2019-07-03 03:48:42 | 宵宵妄話

 人間を80年近くやっていると、普通の人間の陥り易い欠点というのか、性向というのか、そのことに気づく。この頃時々気になって、やっぱりそうかと頷くことがときどきある。それはいわゆる有名人といわれている人たちが、失敗をやらかす度に感じることでもあり、又自分自身についていえば、体調管理に問題を覚える時である。

 どんなことかといえば、人間という生き物はとんでもない思い上がりに向かう性質を持っているということなのだ。それは性質というよりも本能に近いような気がする。もっと解りやすくいえば、人間というのは一つ成功体験をつかむとそれが自信となって、自分の生きている存在を確認し安堵するのだが、それをそのまま維持することは難しくて、自信はたちまち過信となってしまうのだ。そしてその結果思い上がるという行動現象を来してしまう。有名人の失敗の殆どは過信に気づかず思い上がって愚かな振る舞いに及ぶということだ。

 思い上がりは政治家や芸能人に多いようだ。特に政治家にはそれが多いように思う。いわゆる失言というようなものを吐く政治家の大半は、己が政治家として国民のために尽くしているなどという思い上がりに気づかず。国民を愚弄するようなことばを吐く。マスコミなどに騒がれて取り消すなどということをすることが多いが、一度口に出したことを取り消すなどといっても国民は誰も信用などしていない。中には思い上がりならまだしも自分が言っていることが解らないなどという無知の大臣等も混ざっているから、何とも不思議な世界だ。芸能人も又思い上がる人間の多い世界だ。ロクな芸も見せず磨かず、口先だけで解った風のことをぬかして、正義の味方ぶっているような奴は、よほどに気をつけていないと思い上がりが身を滅ぼすことになるだろう。人々に受け入れられる本物の芸人は、磨かれた芸を持ち、且つ自信をひけらかすことのない謙虚さを持った人物なのだと思う。それは人気などという軽薄なバロメーターで計れるものではない。

 さて、他人様をとやかく言うのはいい加減にしなければならない。我とわが身に関しても自信が知らぬ間に過信となり、思い上がって身を破滅に導きかねないことを何度も繰り返しているのである。自分は28年前、糖尿病を宣告された。この病は不治の病で、一度罹ってしまったら二度と病から逃れることができない。ただ、救いとなるのは、きちんと食事や運動等の体調管理をしていれば健康な状態を保つことができることだ。もし少しでもいい加減な羽目を外すような振る舞いをすると、たちまち血糖値が上がり病の状態に戻ってしまう。一般に人は病に取りつかれた時は、薬や手術をして病原を除去してしまえば、元の健康を取り戻せると考えるのだが、糖尿病の場合は、そうはいかないのだ。薬を飲んだとて、注射を打ったとて、一時の健康は取り戻せるけど、治ったと思って不摂生をすれば、忽ち病の状態に立ち戻ってしまうのだ。多くの糖尿病患者はこのことに本当に気づいていない。そして、知らず合併症に近づいている。それが糖尿病患者の実態のように自分は思っている。

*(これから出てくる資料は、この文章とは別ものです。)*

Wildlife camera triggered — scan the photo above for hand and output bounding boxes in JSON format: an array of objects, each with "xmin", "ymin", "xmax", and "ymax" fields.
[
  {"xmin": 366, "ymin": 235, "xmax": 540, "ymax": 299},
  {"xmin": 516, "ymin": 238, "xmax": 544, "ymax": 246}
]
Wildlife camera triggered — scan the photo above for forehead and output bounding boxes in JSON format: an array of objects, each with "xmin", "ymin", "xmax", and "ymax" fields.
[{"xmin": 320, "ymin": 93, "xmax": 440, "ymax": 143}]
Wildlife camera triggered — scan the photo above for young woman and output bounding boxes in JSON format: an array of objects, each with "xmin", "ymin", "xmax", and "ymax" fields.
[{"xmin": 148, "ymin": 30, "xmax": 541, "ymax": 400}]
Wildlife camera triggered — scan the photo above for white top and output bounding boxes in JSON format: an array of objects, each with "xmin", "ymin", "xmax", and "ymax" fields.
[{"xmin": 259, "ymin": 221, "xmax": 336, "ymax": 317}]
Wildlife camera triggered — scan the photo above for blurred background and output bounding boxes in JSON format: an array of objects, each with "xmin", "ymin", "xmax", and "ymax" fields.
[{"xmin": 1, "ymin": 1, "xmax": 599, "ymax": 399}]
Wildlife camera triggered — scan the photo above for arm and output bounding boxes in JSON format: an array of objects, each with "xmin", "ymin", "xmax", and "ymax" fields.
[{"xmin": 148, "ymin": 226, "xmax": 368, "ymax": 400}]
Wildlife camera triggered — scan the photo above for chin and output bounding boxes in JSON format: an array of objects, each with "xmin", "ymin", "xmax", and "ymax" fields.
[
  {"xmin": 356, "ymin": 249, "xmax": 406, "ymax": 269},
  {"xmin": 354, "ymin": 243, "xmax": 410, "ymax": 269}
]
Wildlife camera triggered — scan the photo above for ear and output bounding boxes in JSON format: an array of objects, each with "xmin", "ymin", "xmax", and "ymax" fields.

 そこで、糖尿病患者である自分は、医者の指示をきちんと守り、食事管理や運動を我が身に課し、今日までほぼ健康状態を維持して来ているのだが、その中身といえば、「不安→自信→過信→思い上がり→不安」の繰り返しなのだ。不安を解消するためにセルフコントロールに取り組み、それが上手くいっているのを確認できるともう大丈夫、これでやっていけると自信を持つのだが、それはたちまち過信となり、ちょっとくらい羽目を外しても大丈夫とたちまち思い上がって、その結果少し経つと医者から悪化したデータをつきつけられて、再び一挙に不安に突き落とされる。この繰り返しを何度行ってきたか。真に我ながら呆れかえった存在だなと思う。幸いハッと我に返って直ぐに是正して事なきを得ているのだけど、これらを知りながら、どうしてもこの愚を抑えることができない。

 恐らくこの愚かな行動は、人間の本能のようなものなのではないかと、自嘲しながらこの頃思っている。ま、自分自身のことは最早この歳まで来てしまっているので、成り行きに任せて対処すればいいのだと思うけど、前途有為の人たちがマスコミなどに取り上げられて騒がれているのを見ていると、ついお節介なアドバイスをしたくなるのである。公私いづれの面においても思い上がりをコントロールできるような人物となり得たなら、それは人生の達人と称賛していいのではないか。この頃そのようなことを思っている。